In sum, the empirical literature has demonstrated differences obtained by MAUI but generally refrained from recommending one instrument in preference to another. Notwithstanding the difficulty of comparing multidimensional instruments, it is an important question. As recognized in the literature, the difference between MAUI has important consequences for CUA. 22 An economic evaluation is more likely to find a service to be cost effective if it employs a MAUI that predicts a larger improvement in utility than alternative MAUIs, and the funding of a service by a health authority may depend on the instrument used in its evaluation. This highlights the need for more evidence on the comparative strengths and weaknesses of different MAUI.
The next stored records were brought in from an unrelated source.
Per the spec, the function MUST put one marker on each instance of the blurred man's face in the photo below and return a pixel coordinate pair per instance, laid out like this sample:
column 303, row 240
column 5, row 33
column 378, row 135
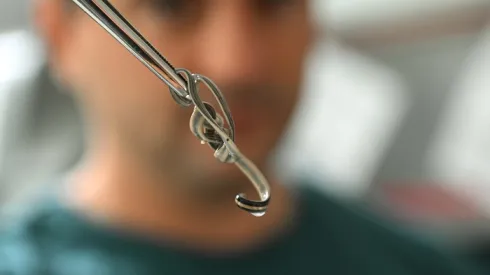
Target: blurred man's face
column 254, row 51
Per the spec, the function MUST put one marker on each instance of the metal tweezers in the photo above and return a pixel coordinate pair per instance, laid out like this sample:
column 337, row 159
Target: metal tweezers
column 183, row 86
The present article is a response to this need. It examines 2 of the key properties of a MAUI. The first is its sensitivity, the extent to which predicted utilities differ with a change in a person’s QoL. The second is the instrument’s validity: evidence that the instrument measures the theoretical construct that it purports to measure, which, for a MAUI, is the strength of people’s preferences for different health states.
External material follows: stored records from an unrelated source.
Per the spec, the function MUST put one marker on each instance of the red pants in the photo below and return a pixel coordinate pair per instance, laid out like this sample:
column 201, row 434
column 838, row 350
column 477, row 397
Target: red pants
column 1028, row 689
In practice, demonstrating validity is problematic, as an instrument will, typically, be neither (completely) valid nor (completely) invalid. As argued by Streiner and Norman, 23 “validation” is “a process of hypothesis testing . . . to determine the degree of confidence we can place on inferences we make . . . based on scores” (p 174). Confidence increases when the scores correlate as expected with scores from other instruments. However, in the absence of a gold standard, the choice of comparator instruments is contestable. Consequently, the process of validation—in Cronbach and Meehl’s terminology, the creation of a “nomological” network of supporting evidence and theory—evolves with the addition of new test results. 24 The present article contributes to this process by reporting the results of 6 tests of validity for 6 MAUI in 7 disease areas. Three tests of sensitivity are additionally reported. Final comparisons are therefore based on 9 tests.
Tests of validity have been variously classified. 23 The present study is concerned with the generic category of “construct validity” and, more specifically, 1) convergent validity, the strength of the association with variables that seek to measure a similar or the same construct (i.e., the strength of preferences), and 2) content validity, the extent to which an instrument describes or represents the full range of attributes needed to draw correct inferences with respect to the construct. It is demonstrated by the correlation of MAUI scores with measures of the physical and mental QoL.
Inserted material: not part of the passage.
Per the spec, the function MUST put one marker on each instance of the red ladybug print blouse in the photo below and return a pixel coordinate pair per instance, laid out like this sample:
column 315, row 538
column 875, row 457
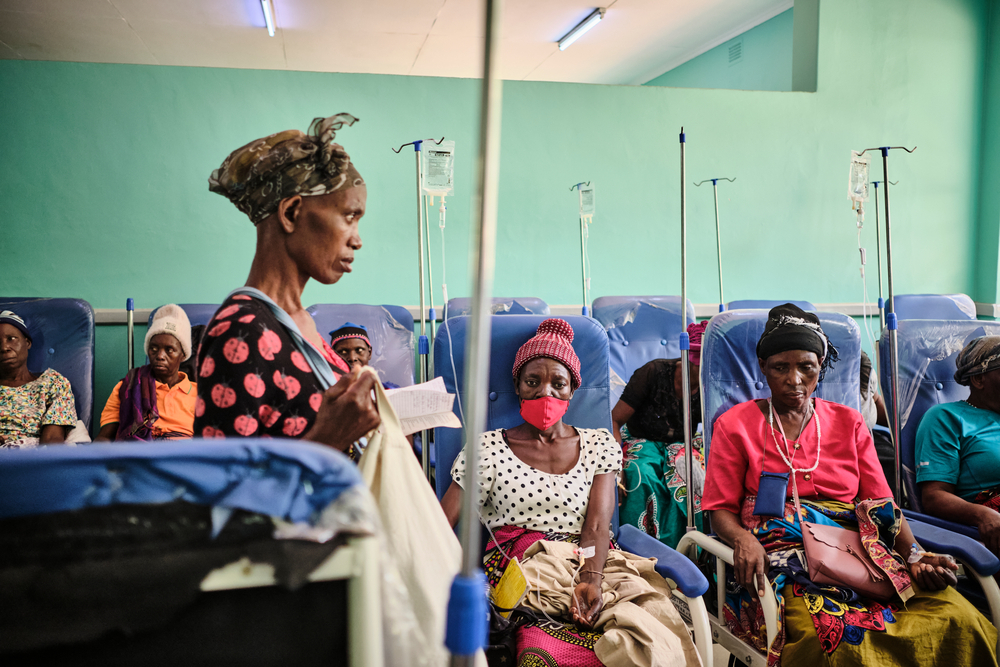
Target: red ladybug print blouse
column 252, row 381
The sensitivity of an instrument reflects the correspondence between the attributes of a health state and the domains included in the instrument. Its measurement is affected by the instrument’s reliability and whether items are appropriately worded to identify changes in attributes. However, the change in utility predicted by a MAUI also depends on the effective measurement scale that was employed when utilities were assigned to the instrument’s health state descriptions. Despite each MAUI seeking to anchor its scale at 0.00 = death and 1.00 = best health, the effective measurement scales differ significantly between instruments. 25 Consequently, an increment of utility may have a different meaning when it has been derived from a different MAUI. This may mask the sensitivity attributable to instrument content and reliability and make evaluation of sensitivity problematic.
The present article has 2 specific objectives. The first is to compare 3 methods for measuring sensitivity and to compare results from 6 tests of construct validity. The second objective is to rank instruments by the results of each test. However, as a choice of instrument requires a single, not multiple, ranking, results are also combined into a single indicative index of sensitivity and validity, which is used to rank the MAUI in each of the 7 disease areas analyzed. The study is based on a large multi-instrument comparison (MIC) survey, which is described in the second section below along with the methods used for measuring sensitivity and testing construct validity. The third section presents the results, which are discussed in the fourth section. Abbreviations used throughout the paper are defined in Box 1.
Glossary
Data and Methods
The MIC Survey
An online survey was conducted in 6 countries: Australia, Canada, Germany, Norway, the United Kingdom, and the United States. Respondents were initially asked to indicate if they had a chronic disease and to rate their overall health on a visual analogue scale (VAS), where 0.0 represented death and 100 represented “best possible health (physical, mental, social).” The “healthy” public was defined by the absence of chronic disease and by a score greater than 70 on the VAS. Quotas were used to achieve demographically representative samples of the public in each country; that is, public respondents were recruited until the predetermined target for each demographic cell was reached. Quotas were also applied to obtain a target number of respondents in each of 7 chronic disease areas, namely, arthritis, asthma, cancer, depression, diabetes, hearing loss, and heart disease.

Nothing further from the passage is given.